The festival was officially opened by local Development Association chairman Cllr. Jim Moore who said Kilmore Quay's proximity to that great literary and artistic inspiration, the sea, made it a perfect location for a writing festival.
He recalled a line from a poem of his schooldays, John Masefield's 'I must go down to the seas again, to the lonely sea and the sky' and he also read John O' Donoghue's 'The Inner History of a Day' .
The Mayor of Wexford Frank Staples also addressed the gathering, offering his wholehearted support to the festival. Students of Bridgetown Vocational College acted as ambassadors.
During Saturday and Sunday there was a creative writing workshop by Jim Maguire exploring how journals, stories and poetry can help us navigate the voyage of life; a lecture by Jackie Hayden describing how he discovered the Welsh poet Dylan Thomas through Bob Dylan and the Beatles; the rules of the road for playwriting by Billy Roche; an introduction to writing for radio by A.M. Cousins; freelance journalism by Margaret Hawkins; a workshop by Margaret Galvin which encouraged a celebration of past memories in the service of self-knowledge; a workshop on writing eBooks by Daithi Kavanagh; an inspiring session by writer and performer Peter Murphy whose firm advice is 'if you want to write, write!'; recently-published author Cat Hogan on getting a manuscript ready for submission and how to find an agent; practical writing exercises with Fiona O' Rourke and an interview with Paul O' Brien and Cat Hogan by Jackie Hayden.
Purposeful participants arrived with notebooks and pens at the ready and were eager in their questioning of the authors, clearly determined to make the most of the experience.There was positive feedback afterwards from many who took part with the organisers receiving appreciative emails and texts.
'I think we exceeded people's expectations' said committee member Mary Duane who was in charge of public relations.
She said the festival grew from a tentative idea last May in the mind of energetic chairperson Lucy Moore who initially went to Billy Roche for advice.

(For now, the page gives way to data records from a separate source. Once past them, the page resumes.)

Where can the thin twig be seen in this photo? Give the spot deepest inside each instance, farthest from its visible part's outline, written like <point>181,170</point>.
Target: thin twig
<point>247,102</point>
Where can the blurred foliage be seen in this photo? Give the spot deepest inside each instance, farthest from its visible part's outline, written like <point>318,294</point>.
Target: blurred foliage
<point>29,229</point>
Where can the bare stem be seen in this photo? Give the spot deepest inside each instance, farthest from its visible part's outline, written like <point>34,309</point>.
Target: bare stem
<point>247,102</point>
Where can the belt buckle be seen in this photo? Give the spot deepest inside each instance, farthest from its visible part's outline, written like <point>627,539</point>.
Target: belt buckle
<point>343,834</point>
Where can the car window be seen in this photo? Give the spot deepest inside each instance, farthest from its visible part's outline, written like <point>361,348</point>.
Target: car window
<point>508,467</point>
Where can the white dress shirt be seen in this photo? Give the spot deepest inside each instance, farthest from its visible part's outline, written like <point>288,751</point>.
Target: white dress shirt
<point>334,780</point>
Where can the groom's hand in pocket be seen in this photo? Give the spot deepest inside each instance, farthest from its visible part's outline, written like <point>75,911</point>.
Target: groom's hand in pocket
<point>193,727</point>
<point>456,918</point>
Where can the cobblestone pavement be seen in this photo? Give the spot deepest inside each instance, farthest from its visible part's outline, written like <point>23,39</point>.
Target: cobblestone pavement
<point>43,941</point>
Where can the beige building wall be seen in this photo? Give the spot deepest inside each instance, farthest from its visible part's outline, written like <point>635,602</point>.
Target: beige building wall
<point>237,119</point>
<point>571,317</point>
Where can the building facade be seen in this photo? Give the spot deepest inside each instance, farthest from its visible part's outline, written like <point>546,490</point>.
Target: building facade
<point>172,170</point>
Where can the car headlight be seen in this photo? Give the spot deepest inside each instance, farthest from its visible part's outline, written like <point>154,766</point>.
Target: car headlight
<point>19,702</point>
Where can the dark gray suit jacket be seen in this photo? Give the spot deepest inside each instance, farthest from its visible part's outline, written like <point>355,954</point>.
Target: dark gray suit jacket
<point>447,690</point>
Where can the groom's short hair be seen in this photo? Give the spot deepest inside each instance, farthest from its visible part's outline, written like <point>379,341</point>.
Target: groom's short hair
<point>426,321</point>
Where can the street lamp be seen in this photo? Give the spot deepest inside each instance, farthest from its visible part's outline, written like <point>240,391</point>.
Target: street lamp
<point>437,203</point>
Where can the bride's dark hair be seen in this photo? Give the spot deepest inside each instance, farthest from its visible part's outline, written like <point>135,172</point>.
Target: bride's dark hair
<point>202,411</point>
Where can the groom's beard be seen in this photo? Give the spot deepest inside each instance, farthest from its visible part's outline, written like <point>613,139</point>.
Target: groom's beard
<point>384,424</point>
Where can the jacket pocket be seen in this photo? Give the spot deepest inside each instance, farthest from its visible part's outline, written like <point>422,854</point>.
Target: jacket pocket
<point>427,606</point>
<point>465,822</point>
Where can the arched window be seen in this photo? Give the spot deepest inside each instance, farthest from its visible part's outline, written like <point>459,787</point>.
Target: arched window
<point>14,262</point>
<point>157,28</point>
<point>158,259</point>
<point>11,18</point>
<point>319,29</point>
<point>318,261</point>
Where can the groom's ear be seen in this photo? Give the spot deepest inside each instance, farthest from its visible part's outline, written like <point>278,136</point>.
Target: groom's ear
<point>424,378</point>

He told her to 'go for it'.
With support from Wexford County Council, Wexford Arts Centre and various writers, the idea developed in a short space of time into a fully-fledged festival thanks to a hardworking committee of local people from different backgrounds who brought varied skills to the table, including Kay O' Riordan (secretary), Derek Burke (treasurer), Therese Burke (vice-treasurer), Pat Dunne, Mary Byrne and Elena Winch and also website creator Elaine Walsh of 053IT which was a sponsor.
A founding aim of the festival is to host an inclusive event that is welcoming to everybody and is not elitist.
The sponsors included Wexford County Council, Medilink Ambulance Service, Wallaces of Wellingtonbridge, Park 100 fire and Security, Mary Barry's, Silver Fox Restaurant, Sofrimar, Talbot Hotel, Glen Fuel Services, Waters Technology, Tubs and Tiles and Paddy Power Sport.
The result of a writing competition run in conjunction with the festival will be announced in a few weeks with the winner's work due to be broadcast on the RTE Radio 1 Seascapes programme.